Training information data flow

Figure 2 Training information data flow

Data Model

Figure 3 shows a brief data model of MindSpore Insight. MindSpore Insight identifies a training log directory as a training job. A training job is the minimum management unit of MindSpore Insight. A training job can be associated with 0 to 1 piece of lineage data and 0 to 1 piece of training process data. The training process data has a rich structure. Each piece of specific data can be uniquely determined based on the given plugin name, tag, and step. These concepts are described in the following.

Data model

Figure 3 Data model represented by a UML class diagram

Training Job

MindSpore Insight uses directories to distinguish different training jobs. To distinguish training log files of different training jobs, you need to specify the directory for storing training log files for both SummaryCollector and SummaryRecord. Training log files in the same directory are considered as the training data generated in the same training job. Training log files in different directories are considered as the training data generated in different training jobs.
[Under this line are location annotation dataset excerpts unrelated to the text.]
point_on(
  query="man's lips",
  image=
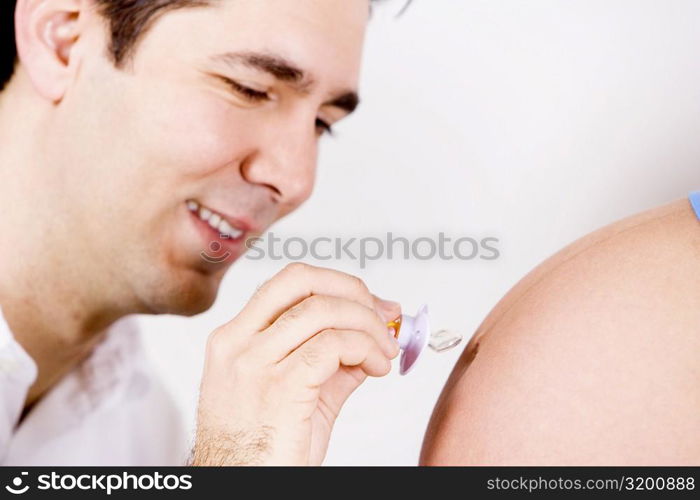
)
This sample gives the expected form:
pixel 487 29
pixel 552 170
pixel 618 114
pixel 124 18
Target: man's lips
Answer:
pixel 226 226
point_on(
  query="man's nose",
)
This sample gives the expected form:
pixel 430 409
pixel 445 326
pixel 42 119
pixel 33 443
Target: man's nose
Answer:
pixel 284 161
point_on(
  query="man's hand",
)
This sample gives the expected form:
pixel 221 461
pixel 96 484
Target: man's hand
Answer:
pixel 276 376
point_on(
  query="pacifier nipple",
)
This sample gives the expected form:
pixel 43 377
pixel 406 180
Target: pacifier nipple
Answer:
pixel 413 334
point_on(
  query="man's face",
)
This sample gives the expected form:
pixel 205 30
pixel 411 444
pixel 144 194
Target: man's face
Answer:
pixel 207 117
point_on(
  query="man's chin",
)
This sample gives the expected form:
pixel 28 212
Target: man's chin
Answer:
pixel 185 297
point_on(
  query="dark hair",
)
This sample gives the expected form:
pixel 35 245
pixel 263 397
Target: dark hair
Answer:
pixel 128 20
In MindSpore Insight code, a training job is called a TrainJob. A TrainJob ID is the name of the directory where the training log is located, for example, ./train_my_lenet_1.

During a training process, a lineage data file (whose name ends with _lineage) and a training process data file (whose name ends with_MS) are generated. The lineage data mainly describes an invariant attribute of the training from a global perspective, for example, a dataset path used for training, an optimizer used for training, and user-defined lineage information. The most prominent feature of the lineage data file is that it does not change during the training process. The training process data mainly describes a change status of the training, for example, a loss value, parameter distribution, and image data sent to the model in a step. The most prominent feature of the training process data file is that each step changes.

It should be noted that the classification about whether the training information changes is not absolute. For example, the training process data file contains computational graph data, which is determined when the training starts.

Lineage Data

The lineage data describes the invariant attribute of a training from a global perspective. When MindSpore Insight identifies multiple training log directories, the lineage data of these trainings is organized and displayed in a table for comparison and analysis.

Training Process Data

  • Plugin Name (plugin_name)

    The training data is classified into scalar, histogram, image, and tensor by type. In MindSpore Insight, these types are called plugin names (plugin_name) which are defined in the mindinsight.datavisual.common.enums.PluginNameEnum file.

  • Tag

    No matter which type the data belongs to, the data is further divided into different sequences according to the tag. Generally, tags are named by users to distinguish data. For example, the tag of a scalar that records a loss value can be named loss. When processing data, MindSpore Insight automatically adds a suffix to the tag based on the plugin name. For example, if a scalar’s tag is loss, the tag is automatically renamed loss/scalar.

  • Step

    The training process data is generated in each training step. To distinguish them, data is marked with the corresponding step number.

  • Data Query and Display

    When displaying data, you might want to see how the data under a tag changes with the training process. Therefore, when querying data, you do not need to specify the step number. Instead, you can specify the training job, plugin name, and tag to query data of all steps under the tag.